Too short? He was 5-9. Who ever said that? I suggested to Smith that he'd made that one up, that maybe he'd make up lots of imagined enemies and artificial hurdles so he could have ghosts to run through and run over.
And I say that now about Ellis.
Without having shuffled through all the papers in Monta's locker, I will assume he is fueled by the "inefficient shooter'' stuff. Problem there is, unlike Emmitt's artificial hurdle, Monta's reputation -- phrased accurately and scientifically and without malice -- is valid.
I'm sure Monta has this channeled properly and I'm encouraged by the ability to note that the Mavs have in their employ Dr. Don Kalkstein, one of the finest sports psychologists in the land.
So I suspect any negativity gets converted into positivity.
OBSERVATIONAL DONUT 10: THE FINAL WORD ...
It appears, as always, that in the East, a .500 team is in the playoffs. While in the West, a .500 team is at the butt-end of the lottery.

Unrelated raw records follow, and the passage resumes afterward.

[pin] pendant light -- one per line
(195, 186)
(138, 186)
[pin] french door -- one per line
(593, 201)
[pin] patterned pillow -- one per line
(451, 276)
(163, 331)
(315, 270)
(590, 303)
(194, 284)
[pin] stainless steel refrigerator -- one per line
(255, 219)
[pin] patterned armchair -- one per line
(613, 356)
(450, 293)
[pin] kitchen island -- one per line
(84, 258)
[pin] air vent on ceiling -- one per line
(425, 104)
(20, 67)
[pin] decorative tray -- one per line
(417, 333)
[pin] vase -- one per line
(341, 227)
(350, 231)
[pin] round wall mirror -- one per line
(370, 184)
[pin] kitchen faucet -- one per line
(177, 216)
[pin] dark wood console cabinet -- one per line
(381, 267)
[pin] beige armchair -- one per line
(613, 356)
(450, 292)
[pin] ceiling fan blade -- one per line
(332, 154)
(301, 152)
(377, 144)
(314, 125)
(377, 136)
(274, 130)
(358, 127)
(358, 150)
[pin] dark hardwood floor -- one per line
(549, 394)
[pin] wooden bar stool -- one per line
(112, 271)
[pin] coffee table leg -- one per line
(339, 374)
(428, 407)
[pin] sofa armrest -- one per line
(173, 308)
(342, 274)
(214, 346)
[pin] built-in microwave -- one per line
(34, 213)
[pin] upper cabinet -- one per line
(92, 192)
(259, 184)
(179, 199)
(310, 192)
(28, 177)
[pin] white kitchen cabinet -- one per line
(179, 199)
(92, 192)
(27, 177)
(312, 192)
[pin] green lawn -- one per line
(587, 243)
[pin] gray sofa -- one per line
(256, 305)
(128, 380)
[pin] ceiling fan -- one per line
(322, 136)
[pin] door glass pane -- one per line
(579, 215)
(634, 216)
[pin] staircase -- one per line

That was the Mavs' 41-41 fate a year ago. Rick Carlisle believes it'll be a piece-by-piece, night-by-night effort to avoid the same fate this year in the "12-deep West.''
In "the East,'' Rick said, "there are going to be more teams that at or below .500.'' Out of 15 teams in the West, it's going to be 12-deep at least in playoff contention. So every game every night is going to be meaningful.''
Hey, that's how DallasBasketball.com approaches every Mavs game. So yeah, it would be a savvy move for the team to do the same.